OECD Agricultural Outlook 2010-2019:Highlights

Posted in Uncategorized by qmarks on December 18, 2010

Agriculture has experienced a number of severe shocks in recent years with record high oil prices, commodity price spikes, food security fears and resultant trade restrictions, not to mention the most serious global economic recession since the 1930s. The greatest impact has been on the poor, especially in developing countries, with the world’s hungry now estimated at over 1 billion people. Agriculture has shown remarkable resilience, particularly in the OECD area, with strong supply response to high prices and with continuing, albeit dampened, demand growth during the crisis. In 2010, a degree of normalcy has returned to many markets with production closer to historical levels and demand recovering. Still, many governments remain concerned about the potential for a repetition of significant shocks to such key factors as energy prices, exchange rates, and/or the macroeconomic performance of key countries and regions, and about the consequences that such shocks have on market volatility.

 The macroeconomic environment underlying the commodity projections is more positive than in the 2009 Outlook. It reflects the start of global economic recovery in late 2009 and a slow transition towards higher sustainable and non inflationary growth beyond the near term. A two-speed recovery appears to be underway characterised by weak and hesitant growth with high unemployment in many OECD countries and by stronger growth and faster recovery in the large developing countries which is slowly spreading to the rest of the developing world and helping to fuel world income growth. High energy prices have returned and are assumed to remain a feature of the period covered by this Outlook. A further increase in oil prices could be expected to increase input and production costs, having an impact on crop supplies, prices and trade flows, and reinforce feedstock demand for biofuels.

 Underpinning agricultural prices is increasingly a higher cost structure particularly in regions where energy inputs are used intensively. Global agricultural production is anticipated to grow more slowly in the next decade than in the past one, but in the absence of unexpected shocks, growth remains on track with estimated longer term requirements of a 70% increase in global food production by 2050. On a  per capita basis, production growth in least developed countries is struggling to keep up with rapid population growth. Global sectoral growth will be led by the regions of Latin America and Eastern Europe and, to a lesser extent, by certain countries in Asia.

 Average crop prices over the next ten years for the commodities covered in this Outlook are projected to be above the levels of the decade prior to the 2007/08 peaks, in both nominal and real terms (adjusted for inflation). Average wheat and coarse grain prices are projected to be nearly 15-40% higher in real terms relative to 1997-2006, while for vegetable oils real prices are expected to be more than 40% higher. World sugar prices to 2019 will also be above the average of the previous decade but well below the 29-year highs experienced at the end of 2009.

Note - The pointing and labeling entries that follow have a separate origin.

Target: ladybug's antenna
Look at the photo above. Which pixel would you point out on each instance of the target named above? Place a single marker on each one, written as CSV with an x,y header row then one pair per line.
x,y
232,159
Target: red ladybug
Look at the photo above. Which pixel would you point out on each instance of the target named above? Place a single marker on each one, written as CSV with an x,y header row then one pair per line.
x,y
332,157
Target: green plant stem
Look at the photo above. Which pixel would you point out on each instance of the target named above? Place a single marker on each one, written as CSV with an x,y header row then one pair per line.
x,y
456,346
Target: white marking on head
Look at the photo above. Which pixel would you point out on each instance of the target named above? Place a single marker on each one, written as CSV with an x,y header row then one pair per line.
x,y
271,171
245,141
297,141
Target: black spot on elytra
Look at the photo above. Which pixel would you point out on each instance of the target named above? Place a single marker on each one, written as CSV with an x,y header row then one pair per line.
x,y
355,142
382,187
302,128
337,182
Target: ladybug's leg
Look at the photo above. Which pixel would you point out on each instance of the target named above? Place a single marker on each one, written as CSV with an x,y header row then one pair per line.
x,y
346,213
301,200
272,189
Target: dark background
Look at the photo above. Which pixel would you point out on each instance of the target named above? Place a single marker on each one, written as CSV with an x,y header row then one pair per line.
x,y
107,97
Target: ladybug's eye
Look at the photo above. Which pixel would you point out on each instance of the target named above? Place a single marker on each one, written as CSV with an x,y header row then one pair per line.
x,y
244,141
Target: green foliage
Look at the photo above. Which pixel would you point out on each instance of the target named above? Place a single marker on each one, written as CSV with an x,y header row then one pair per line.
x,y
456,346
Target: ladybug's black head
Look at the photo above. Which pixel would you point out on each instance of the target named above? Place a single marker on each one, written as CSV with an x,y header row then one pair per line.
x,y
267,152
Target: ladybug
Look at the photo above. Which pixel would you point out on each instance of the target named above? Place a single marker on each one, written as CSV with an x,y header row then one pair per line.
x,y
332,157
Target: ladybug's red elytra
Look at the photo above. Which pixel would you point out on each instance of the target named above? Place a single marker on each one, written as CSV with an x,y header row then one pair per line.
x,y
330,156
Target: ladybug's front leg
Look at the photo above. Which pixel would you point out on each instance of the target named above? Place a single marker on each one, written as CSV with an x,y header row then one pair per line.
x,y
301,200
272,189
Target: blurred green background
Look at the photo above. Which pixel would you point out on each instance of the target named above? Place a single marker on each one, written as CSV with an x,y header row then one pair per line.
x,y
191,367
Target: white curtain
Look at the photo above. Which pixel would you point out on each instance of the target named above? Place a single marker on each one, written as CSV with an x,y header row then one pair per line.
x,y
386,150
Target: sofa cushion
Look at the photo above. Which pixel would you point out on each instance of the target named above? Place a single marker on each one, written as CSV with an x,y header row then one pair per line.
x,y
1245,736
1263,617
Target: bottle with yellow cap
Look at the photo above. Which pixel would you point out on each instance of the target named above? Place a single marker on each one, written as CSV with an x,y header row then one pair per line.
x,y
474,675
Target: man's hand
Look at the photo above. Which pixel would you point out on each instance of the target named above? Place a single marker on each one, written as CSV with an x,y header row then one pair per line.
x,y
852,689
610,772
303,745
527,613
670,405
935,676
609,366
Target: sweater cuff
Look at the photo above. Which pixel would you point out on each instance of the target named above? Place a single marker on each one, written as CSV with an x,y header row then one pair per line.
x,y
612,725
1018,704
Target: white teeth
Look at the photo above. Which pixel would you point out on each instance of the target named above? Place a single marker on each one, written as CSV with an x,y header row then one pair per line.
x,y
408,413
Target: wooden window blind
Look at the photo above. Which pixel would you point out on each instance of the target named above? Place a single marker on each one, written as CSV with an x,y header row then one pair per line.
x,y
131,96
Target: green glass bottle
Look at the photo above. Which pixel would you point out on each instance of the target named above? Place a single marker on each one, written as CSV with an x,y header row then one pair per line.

 For livestock products, average meat prices in real terms, other than for pigmeat, are expected to surpass the 1997-2006 average over the coming decade initially due to lower supplies, higher feed costs and rising demand. Pigmeat real prices should stay relatively subdued due to an anticipated increase in supply from Brazil and China. Economic recovery will strengthen consumption of meats relative to cereals, particularly in developing countries, with most growth favouring cheaper meat – poultry and pigmeat – relative to beef. Average dairy prices in real terms are expected to be 16-45% higher in 2010-19 relative to 1997-2006, with butter prices showing most gains, supported by higher energy and vegetable oil prices.

 Biofuel markets depend heavily on government incentives and mandates, but prospects remain uncertain, due to unpredictable factors such as the future trend in crude oil prices, changes in policy interventions and developments in second-generation technologies. Continued expansion of biofuel production to meet mandated use will create additional demand for wheat, coarse grains, vegetable oils and sugar used as feedstocks.

 Developing countries will provide the main source of growth for world agricultural production, consumption and trade. Demand from developing countries is driven by rising per capita incomes and urbanisation, reinforced by population growth, which remains nearly twice that of the OECD area. As incomes rise, diets are expected to slowly diversify away from staple foods towards increased meats and processed foods that will favour livestockand dairy products. Also, with increasing affluence and an expanding middle class, food consumption in these countries should become less responsive to price and income changes, as is currently the case in OECD countries. This implies that larger changes  in price and incomes will be required for consumption to adjust to any unforeseen shocks.